Friday, September 19, 2014

`It Has No Grave Flaws and Is Charmingly Written'

“The weather on Sunday, 19 September was very settled, according to the Meteorological Journal. It came in a fortnight of consistently `Fine’ weather and was on the day in London a minimum of 57 degrees and maximum 60, to rise on the Monday to an unusually clement 70 degrees, amongst the three warmest days in September that year.” 

That is, 1819, the heart of John Keats’ “Great Year,” when he composed most of the poems and letters we remember and read. The weather report is provided by R.S. White in John Keats: A Literary Life (Palgrave Macmillan, 2010). On this date 195 years ago Keats wrote the last and greatest of his odes, “To Autumn.” That day he walked along the River Itchen near Winchester. Two days later, in a letter to his friend John Hamilton Reynolds, he describes the experience: 

“How beautiful the season is now – How fine the air. A temperate sharpness about it. Really, without joking, chaste weather – Dian skies – I never lik’d stubble fields so much as now – Aye better than the chilly green of spring. Somehow a stubble plain looks warm – in the same way that some pictures look warm – this struck me so much in my Sunday's walk that I composed upon it.” 

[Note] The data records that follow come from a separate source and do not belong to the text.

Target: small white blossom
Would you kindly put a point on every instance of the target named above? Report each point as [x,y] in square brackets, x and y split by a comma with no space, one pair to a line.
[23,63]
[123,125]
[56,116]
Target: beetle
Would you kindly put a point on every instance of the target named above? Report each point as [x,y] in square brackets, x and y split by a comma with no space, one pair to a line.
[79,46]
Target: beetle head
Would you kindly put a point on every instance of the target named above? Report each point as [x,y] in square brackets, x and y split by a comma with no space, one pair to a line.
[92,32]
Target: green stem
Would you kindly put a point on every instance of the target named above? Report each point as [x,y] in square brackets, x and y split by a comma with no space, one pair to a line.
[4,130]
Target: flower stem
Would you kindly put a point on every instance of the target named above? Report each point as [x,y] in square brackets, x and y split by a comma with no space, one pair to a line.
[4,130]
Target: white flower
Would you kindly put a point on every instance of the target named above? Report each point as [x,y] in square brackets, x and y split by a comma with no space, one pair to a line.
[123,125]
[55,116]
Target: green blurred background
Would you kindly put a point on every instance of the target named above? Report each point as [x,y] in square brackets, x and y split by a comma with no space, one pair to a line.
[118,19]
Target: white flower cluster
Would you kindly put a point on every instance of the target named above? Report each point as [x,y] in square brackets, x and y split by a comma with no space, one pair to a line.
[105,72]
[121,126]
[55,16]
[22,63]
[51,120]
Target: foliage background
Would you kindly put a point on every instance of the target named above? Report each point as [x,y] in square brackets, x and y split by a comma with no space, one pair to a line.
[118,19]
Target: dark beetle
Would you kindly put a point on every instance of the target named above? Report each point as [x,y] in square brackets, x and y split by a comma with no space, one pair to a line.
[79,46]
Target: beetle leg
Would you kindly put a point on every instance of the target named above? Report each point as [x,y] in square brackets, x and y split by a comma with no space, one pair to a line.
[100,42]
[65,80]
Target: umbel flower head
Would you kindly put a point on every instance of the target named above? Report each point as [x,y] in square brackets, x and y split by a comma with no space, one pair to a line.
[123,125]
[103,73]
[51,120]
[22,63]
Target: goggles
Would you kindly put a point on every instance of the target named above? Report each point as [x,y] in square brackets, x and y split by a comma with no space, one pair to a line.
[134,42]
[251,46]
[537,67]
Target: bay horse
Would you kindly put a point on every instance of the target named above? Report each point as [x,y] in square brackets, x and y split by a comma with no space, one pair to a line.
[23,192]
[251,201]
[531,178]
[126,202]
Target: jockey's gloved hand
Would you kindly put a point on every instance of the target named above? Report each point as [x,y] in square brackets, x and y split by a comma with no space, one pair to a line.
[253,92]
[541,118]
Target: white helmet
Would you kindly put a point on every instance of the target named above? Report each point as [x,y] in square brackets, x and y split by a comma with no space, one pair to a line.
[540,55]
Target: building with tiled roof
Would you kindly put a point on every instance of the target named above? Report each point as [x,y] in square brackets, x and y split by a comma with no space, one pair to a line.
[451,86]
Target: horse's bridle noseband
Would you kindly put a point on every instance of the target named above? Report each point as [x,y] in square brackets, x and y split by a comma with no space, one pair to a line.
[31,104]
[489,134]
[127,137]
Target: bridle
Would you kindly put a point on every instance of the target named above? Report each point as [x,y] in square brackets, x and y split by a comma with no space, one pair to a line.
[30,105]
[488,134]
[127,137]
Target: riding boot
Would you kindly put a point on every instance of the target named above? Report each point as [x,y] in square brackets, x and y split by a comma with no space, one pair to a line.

That same day, Keats transcribed “To Autumn” and sent it in a letter to another friend, Richard Woodhouse. He was not yet twenty-four when he wrote the poem, and would be dead seventeen months later. In one of the best books ever devoted to a single writer, Keats and Embarrassment (1974), Christopher Ricks writes: 

“`To Autumn’ – and it is this which makes its calm poise a thing of such dignity—is a poem of parting: the parting of the day, the parting of the swallows, the parting of Autumn, the parting from life. Partings moved Keats to special sympathy, tact, and pleasure.” 

Even the arch-anti-Romantic Yvor Winters had grudgingly good things to say about “To Autumn.” Keats’ poems, he writes in Forms of Discovery: Critical and Historical Essays on the Forms of the Short Poem in English (1967), “offers melancholy for the most part unexplained, melancholy for its own sake, combined with detail which is sensuous as regards intention but which is seldom perceived with real clarity. There is almost no intellect in or behind the poems; the poems are adolescent in every aspect.” About the final ode, however, Winters adds: 

To Autumn is the most nearly successful of Keats’s poems. It has no grave flaws and is charmingly written. But it is not very serious, and the style, although controlled, is excessively mellifluous. Of all the unintentionally comical poems in the language, the Ode on Melancholy is possibly the most amusing [he cites the final six lines of the second stanza].”